The result of this research was that we had numbers to say priorities needed to be better established. The data showed a clear line where we tripped into over-publishing. If we published more than X number of posts – the exact volume was different for each of the pages being managed – we crossed over into unlike territory. So we needed to decide what the two most important stories for that day were on this page, what the five most important stories for the day were on that other page and so on. When requests came in to share news someone felt was a priority, the tradeoff was henceforth explained and I showed that in order to do this, we needed to move that. There were exceptions made, of course, for important topics but we had a line in the sand.

That comes to mind because of this new research from SproutSocial that’s focused on what annoys and irritates the audience on social networks. The study dives into a number of important topics, ranging from how often brand publishers share promotions and sales compared to how often the audience actually wants to see those promotions, how the use of tone and voice can be a big factor in inducing groans in your audience and more.


There are lots of important numbers in the study, but the key section is devoted to actually showing why people unfollow a brand on social channels. Chief among those reasons is “too many promotional messages,” meaning the audience is being inundated with “Buy Now!” messages. Volume of posts is high among the annoyance factors, as is the complaint that the information being shared just isn’t relevant.

Most interesting to me, largely because of the work I’ve done on this front in the past, is that the voice not being appropriate for the brand is in the top four reasons for disconnecting with that brand. Maybe they’re trying to be too informal than the audience feels is appropriate, maybe it’s that they’re not having *enough* fun and the updates that should be amusing and engaging are bland and lifeless.

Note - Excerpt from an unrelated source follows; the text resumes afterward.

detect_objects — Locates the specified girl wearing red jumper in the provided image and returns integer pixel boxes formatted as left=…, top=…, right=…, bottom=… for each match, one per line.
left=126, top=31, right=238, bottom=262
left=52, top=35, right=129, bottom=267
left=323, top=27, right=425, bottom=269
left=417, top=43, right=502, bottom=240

Of all the numbers shared in the report, that resonates with me the most because it’s the hardest to adjust for. Most everything else can be altered and is easily quantifiable with the data that’s available. But there’s no metric showing “Be funnier” as a clear action item.

Instead that’s an inferred conclusion to pull from other numbers. Likes or other reactions on social platforms. can show you where your content just isn’t resonating with the audience, but that can be because they didn’t see it, because it wasn’t interesting to them or any other of a number of reasons.

That’s why testing one change at a time is so important. Going back to the client example I mentioned above, we had already made adjustments to post frequency when it was felt engagement was still lower than ideal, even though it had risen in response to our changes. So “voice/tone” was identified as the next area to address. When we did make that change to be more informal and fan-centric with the tone of our updates we saw engagement jump dramatically and never come down. Fans loved it. It was working. There were some tweaks that were made, but because we’d made a single change and measured its impact we were able to definitively say “This worked.”

There’s so much crap floating out there in the way of advice regarding content marketing programs. Even now a lot of would-be TED talkers want to sell you on connecting with customers and creating authentic moments and other pablum. In reality creating those connections doesn’t come from lofty ideals or wishy-washy inspirational quotes. It comes from looking at data and seeing what works and what doesn’t. If you’re annoying your customers you’re damaging not only the communications channels they could connect or have connected with your brand on but also the overall perception of the brand in the mind of the audience. Don’t do that.